Моя смелость скоро испарилась, и глаза опять привыкли к обычной темноте, но что-то во мне не погасло — то была моя тоска, и, быть может, именно в ту минуту я научился связывать мысль о конце войны не с победой, а просто с мягким и светлым словом «мир».
Быть может… но точно я знаю лишь одно: я не умел выразить свою тоску и по дороге домой изливал свои чувства, напевая сквозь зубы; мелодии я выдумывал или выбирал такие, что отвечали моему настроению, — среди них наверняка была и песня «Лили Марлен», и не только потому, что там упоминается фонарь.
А когда я проходил под окнами Брунсов, фрейлейн Брунс сказала брату — они сообщили мне это на следующий день: «Вот идет Маркус Нибур, и с головой у него что-то неладно». И от изумления больше не могли заснуть.
Так же был изумлен и врач-арестант, и я дал ему для этого достаточный повод: вот уж эксцентрик, так эксцентрик — одной ногой в могиле, другой рукой угодил в цемент и еще намерен здесь спать. Красотка Барбара перед ним вертится, он таращит на нее глаза и, кажется, теряет дар речи, но поет «Лили Марлен». Вы что, пытаетесь спасти свою голову, делая вид, будто она у вас не в порядке? Что ж, попробуйте свои штучки на тюремном враче, он любит немцев — это неудивительно, хоть один человек должен же их любить, а он как раз остался один из всей своей семьи. Давайте скажем ему «здрасьте».
Но тюремный врач не сказал ни слова. Он схватил мою руку, да так, будто хотел в месте перелома разорвать ее пополам, наложил на нее повязку и гипс, и, когда мне едва не стало плохо, я еще успел подумать: все-таки лучше, чем цемент. А врач резкими толчками отбуксировал меня к высокому столу. Своему коллеге-арестанту он сделал большим пальцем знак, в котором не было ничего коллегиального, а когда мы остались с ним наедине, я услышал, как он позвякивает стеклом и металлом, услышал его тяжелое дыхание и ужасно испугался.

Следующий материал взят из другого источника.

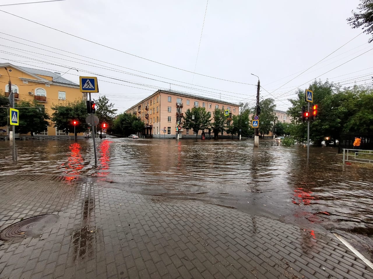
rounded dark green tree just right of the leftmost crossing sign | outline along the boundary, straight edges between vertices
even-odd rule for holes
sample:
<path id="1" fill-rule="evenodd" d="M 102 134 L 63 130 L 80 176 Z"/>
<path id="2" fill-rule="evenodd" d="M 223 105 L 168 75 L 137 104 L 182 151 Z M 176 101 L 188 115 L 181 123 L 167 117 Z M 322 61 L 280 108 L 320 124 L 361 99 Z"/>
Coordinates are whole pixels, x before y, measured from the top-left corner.
<path id="1" fill-rule="evenodd" d="M 21 101 L 15 104 L 15 108 L 19 109 L 19 125 L 16 126 L 16 131 L 20 134 L 30 132 L 31 136 L 34 133 L 39 133 L 47 129 L 50 116 L 46 112 L 44 106 L 41 106 L 37 101 Z"/>

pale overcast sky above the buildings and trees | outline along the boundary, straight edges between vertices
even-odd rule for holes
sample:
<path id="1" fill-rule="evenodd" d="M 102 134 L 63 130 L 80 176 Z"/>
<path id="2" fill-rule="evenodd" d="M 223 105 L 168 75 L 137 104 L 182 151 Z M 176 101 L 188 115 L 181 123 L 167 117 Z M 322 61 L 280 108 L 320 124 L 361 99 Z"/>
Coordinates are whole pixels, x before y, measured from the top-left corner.
<path id="1" fill-rule="evenodd" d="M 0 4 L 29 1 L 36 0 L 1 0 Z M 257 78 L 253 73 L 260 77 L 261 97 L 273 97 L 277 109 L 286 110 L 287 99 L 295 96 L 298 87 L 304 90 L 310 80 L 373 48 L 373 44 L 367 43 L 368 35 L 359 35 L 361 30 L 351 29 L 346 21 L 358 0 L 209 0 L 201 37 L 206 3 L 65 0 L 3 6 L 0 10 L 114 49 L 0 12 L 1 32 L 32 41 L 0 33 L 0 61 L 12 60 L 16 65 L 60 73 L 68 71 L 63 77 L 75 82 L 78 76 L 97 76 L 100 93 L 95 97 L 106 95 L 119 112 L 159 88 L 254 105 Z M 372 54 L 373 51 L 367 52 L 319 78 L 329 78 L 343 86 L 371 85 Z M 273 92 L 275 89 L 278 90 Z"/>

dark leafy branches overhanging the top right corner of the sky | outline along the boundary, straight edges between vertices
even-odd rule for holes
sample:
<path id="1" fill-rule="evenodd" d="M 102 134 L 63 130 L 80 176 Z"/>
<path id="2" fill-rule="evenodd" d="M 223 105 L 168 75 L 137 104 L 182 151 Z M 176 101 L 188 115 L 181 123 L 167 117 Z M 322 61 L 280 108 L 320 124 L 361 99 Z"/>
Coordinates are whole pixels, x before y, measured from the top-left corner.
<path id="1" fill-rule="evenodd" d="M 362 28 L 364 33 L 373 34 L 373 0 L 361 0 L 357 6 L 359 12 L 352 11 L 351 17 L 347 19 L 347 22 L 352 28 Z M 373 41 L 372 38 L 369 42 Z"/>

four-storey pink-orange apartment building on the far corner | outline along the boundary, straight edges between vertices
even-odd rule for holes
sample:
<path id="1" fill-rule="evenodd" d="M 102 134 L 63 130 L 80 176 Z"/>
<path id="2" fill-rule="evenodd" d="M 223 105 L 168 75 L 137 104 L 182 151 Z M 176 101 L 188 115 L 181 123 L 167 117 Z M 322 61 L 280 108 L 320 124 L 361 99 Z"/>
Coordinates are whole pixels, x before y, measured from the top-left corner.
<path id="1" fill-rule="evenodd" d="M 174 138 L 177 136 L 176 125 L 178 122 L 182 123 L 186 110 L 194 107 L 205 108 L 207 112 L 211 112 L 211 117 L 215 109 L 228 109 L 231 115 L 239 113 L 237 104 L 172 90 L 158 90 L 126 110 L 126 113 L 137 115 L 145 123 L 142 133 L 145 137 Z M 201 131 L 199 134 L 201 135 Z M 193 130 L 184 129 L 182 125 L 181 135 L 186 138 L 195 137 Z M 224 132 L 223 135 L 227 134 Z"/>

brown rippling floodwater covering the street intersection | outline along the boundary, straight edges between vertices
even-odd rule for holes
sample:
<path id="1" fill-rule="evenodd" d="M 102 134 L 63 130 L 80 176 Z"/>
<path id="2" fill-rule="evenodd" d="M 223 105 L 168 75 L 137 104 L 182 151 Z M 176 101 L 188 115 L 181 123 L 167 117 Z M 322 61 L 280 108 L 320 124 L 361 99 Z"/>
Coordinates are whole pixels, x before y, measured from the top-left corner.
<path id="1" fill-rule="evenodd" d="M 198 199 L 300 226 L 343 231 L 373 251 L 373 168 L 342 166 L 333 147 L 260 147 L 253 140 L 97 139 L 16 142 L 18 164 L 0 153 L 1 176 L 96 176 L 107 187 Z M 9 147 L 0 142 L 0 148 Z M 1 149 L 0 149 L 1 151 Z M 2 156 L 2 157 L 1 157 Z"/>

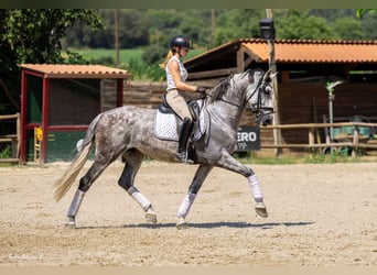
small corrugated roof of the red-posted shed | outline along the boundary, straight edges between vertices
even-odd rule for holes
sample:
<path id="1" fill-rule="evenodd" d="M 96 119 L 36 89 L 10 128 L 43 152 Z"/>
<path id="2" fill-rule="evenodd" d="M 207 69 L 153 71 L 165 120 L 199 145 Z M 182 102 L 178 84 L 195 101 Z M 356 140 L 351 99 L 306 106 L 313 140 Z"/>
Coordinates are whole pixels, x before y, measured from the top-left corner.
<path id="1" fill-rule="evenodd" d="M 42 74 L 44 78 L 129 78 L 125 69 L 103 65 L 21 64 L 21 68 Z"/>

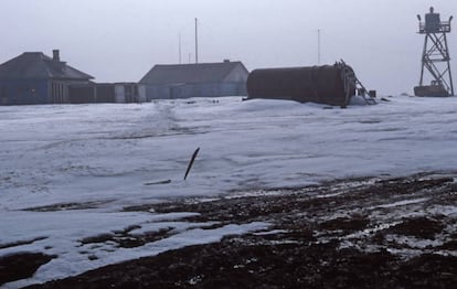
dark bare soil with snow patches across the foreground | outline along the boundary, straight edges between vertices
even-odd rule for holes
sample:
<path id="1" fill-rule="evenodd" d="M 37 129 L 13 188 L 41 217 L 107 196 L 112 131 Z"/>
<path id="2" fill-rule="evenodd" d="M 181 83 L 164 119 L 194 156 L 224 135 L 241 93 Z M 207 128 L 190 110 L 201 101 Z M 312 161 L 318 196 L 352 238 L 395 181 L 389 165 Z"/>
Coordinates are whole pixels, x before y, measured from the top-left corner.
<path id="1" fill-rule="evenodd" d="M 126 207 L 195 212 L 187 221 L 215 226 L 258 221 L 272 226 L 33 288 L 456 288 L 456 207 L 457 183 L 444 174 L 340 180 L 211 202 Z M 169 234 L 136 236 L 124 247 Z M 83 242 L 116 242 L 117 236 L 125 239 L 128 229 Z"/>

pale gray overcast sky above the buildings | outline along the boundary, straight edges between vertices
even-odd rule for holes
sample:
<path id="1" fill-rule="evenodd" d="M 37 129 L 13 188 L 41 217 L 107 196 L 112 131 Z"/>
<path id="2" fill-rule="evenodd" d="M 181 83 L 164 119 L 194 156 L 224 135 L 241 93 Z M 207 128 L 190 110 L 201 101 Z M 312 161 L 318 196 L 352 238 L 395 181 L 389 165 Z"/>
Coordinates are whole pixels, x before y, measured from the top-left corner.
<path id="1" fill-rule="evenodd" d="M 251 69 L 343 58 L 380 94 L 412 93 L 424 36 L 416 14 L 457 17 L 456 0 L 0 0 L 0 63 L 25 51 L 61 50 L 97 82 L 139 81 L 155 64 L 194 57 L 242 61 Z M 448 35 L 457 79 L 457 22 Z M 456 84 L 457 85 L 457 84 Z"/>

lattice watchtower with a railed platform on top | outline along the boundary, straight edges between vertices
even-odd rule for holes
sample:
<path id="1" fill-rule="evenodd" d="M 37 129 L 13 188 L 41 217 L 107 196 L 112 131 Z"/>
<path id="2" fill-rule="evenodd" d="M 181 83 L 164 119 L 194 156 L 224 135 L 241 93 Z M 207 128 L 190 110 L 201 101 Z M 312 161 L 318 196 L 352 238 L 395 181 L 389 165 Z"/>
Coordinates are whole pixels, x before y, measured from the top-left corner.
<path id="1" fill-rule="evenodd" d="M 434 13 L 431 7 L 429 13 L 425 14 L 423 22 L 421 15 L 419 34 L 425 34 L 424 52 L 422 54 L 422 68 L 419 85 L 414 87 L 416 96 L 453 96 L 453 76 L 450 74 L 450 57 L 447 46 L 446 34 L 450 32 L 450 21 L 442 22 L 439 13 Z M 424 85 L 424 71 L 428 71 L 432 82 Z"/>

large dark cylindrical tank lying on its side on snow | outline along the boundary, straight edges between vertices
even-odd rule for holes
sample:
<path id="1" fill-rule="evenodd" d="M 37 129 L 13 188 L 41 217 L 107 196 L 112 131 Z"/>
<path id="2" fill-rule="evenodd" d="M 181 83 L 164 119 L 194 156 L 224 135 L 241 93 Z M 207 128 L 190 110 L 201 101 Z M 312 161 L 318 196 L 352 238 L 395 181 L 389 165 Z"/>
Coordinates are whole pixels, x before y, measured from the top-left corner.
<path id="1" fill-rule="evenodd" d="M 352 68 L 339 64 L 255 69 L 247 77 L 247 94 L 249 98 L 291 99 L 344 107 L 355 93 L 353 87 L 348 88 L 348 74 L 353 75 Z"/>

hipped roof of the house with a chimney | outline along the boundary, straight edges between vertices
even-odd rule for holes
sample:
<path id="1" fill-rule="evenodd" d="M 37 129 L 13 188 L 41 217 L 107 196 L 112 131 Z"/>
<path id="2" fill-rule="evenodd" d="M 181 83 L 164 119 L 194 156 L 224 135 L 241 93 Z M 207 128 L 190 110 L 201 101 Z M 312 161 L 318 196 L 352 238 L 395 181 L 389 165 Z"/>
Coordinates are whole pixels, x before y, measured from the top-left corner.
<path id="1" fill-rule="evenodd" d="M 0 78 L 88 81 L 94 77 L 42 52 L 25 52 L 0 65 Z"/>

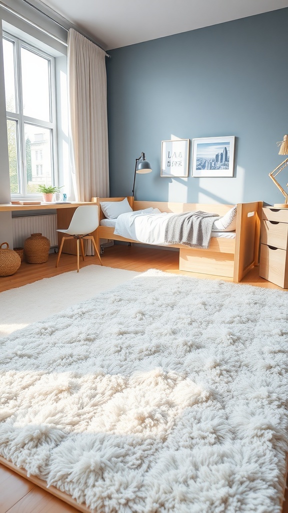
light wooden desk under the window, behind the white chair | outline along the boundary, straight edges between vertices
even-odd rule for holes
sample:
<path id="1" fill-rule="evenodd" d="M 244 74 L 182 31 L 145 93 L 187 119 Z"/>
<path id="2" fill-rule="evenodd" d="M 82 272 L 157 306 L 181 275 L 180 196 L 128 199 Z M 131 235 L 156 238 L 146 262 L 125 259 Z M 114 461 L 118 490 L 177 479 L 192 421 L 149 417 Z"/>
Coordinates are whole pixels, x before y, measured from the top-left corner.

Он вскипятил себе чай, выпил три стакана, потом встал и проверил мою повязку. Такими же резкими приемами стащил меня со стола и поставил у стены. Я поддерживал загипсованную левую руку правой и старался не встречаться глазами с врачом. Это было нелегко, и я сам не до конца понимал, почему этого боюсь. Поэтому я стал оглядывать комнату, увидел полупустой шкаф с инструментами, переполненное мусорное ведро, погнутый лоток с остатками гипса, иногда я взглядывал в окно — я узнал вдали колокольню, за которую мысленно держался, и понял, что еще несколько недель назад из этого окна хорошо была видна высоченная обгорелая стена. А на уровне нижнего края окна, далеко-далеко, я увидел деревья, опушенные первой зеленью, но мне не все время удавалось избегать взгляда врача. Он был слишком большой, лицо у него было слишком широкое, а глаза такие же жесткие, как руки.
С тех пор больше никто на меня так не смотрел, больше никто не опалял меня такой ненавистью, больше никто не видел во мне такого врага, и ни за что на свете не хотел бы я быть тем, за кого принимал меня тот врач.
Он накинул мне на шею черную косынку, словно веревку, с присущей ему резкостью показал, как положить в нее руку, чтобы она оставалась на весу, и большим пальцем указал на дверь.
XVII
Едва я успел усесться на койку у себя в камере, как пан Шибко впустил ко мне одного из усталых поручиков, и, хотя я полагал, что с покалеченного человека можно бы и не требовать рапорта, я все же крикнул ему в лицо, что я в полном составе, и только тогда мне пришло на ум, зачем явился ко мне поручик: наверно, о сломанной руке полагается написать в автобиографии.
Я уж думал, что они оставили меня в покое, что я их больше не интересую — ну, заставят еще разобрать несколько стен и выпустят отсюда домой или по крайней мере отправят в мой прежний лагерь. Не то чтобы я верил в это, но надеялся.
Надежда еще жила во мне; может, поручик пришел для того, чтобы выставить меня отсюда; катитесь-ка подальше, к таким же, как вы. Проваливайте. На выход!
Поручик в самом деле сказал: «На выход», — и я пронес свою гипсовую повязку мимо пана Шибко, который еще раз легонько стукнул меня по заду связкой ключей. Однако поручик повел меня не вниз, и не в глубь здания, где мы обычно обсуждали мои биографии, и не на улицу, где в моей биографии образовался такой излом. Поручик отпирал и запирал за нами бесчисленные двери, потом поднялся со мной по лестнице и запер еще несколько дверей. Сдав меня на руки какому-то надзирателю, он ушел. Надзиратель сделал мне знак головой — и я последовал за ним, сделал еще знак — и я вошел в камеру, дверь которой он распахнул передо мной.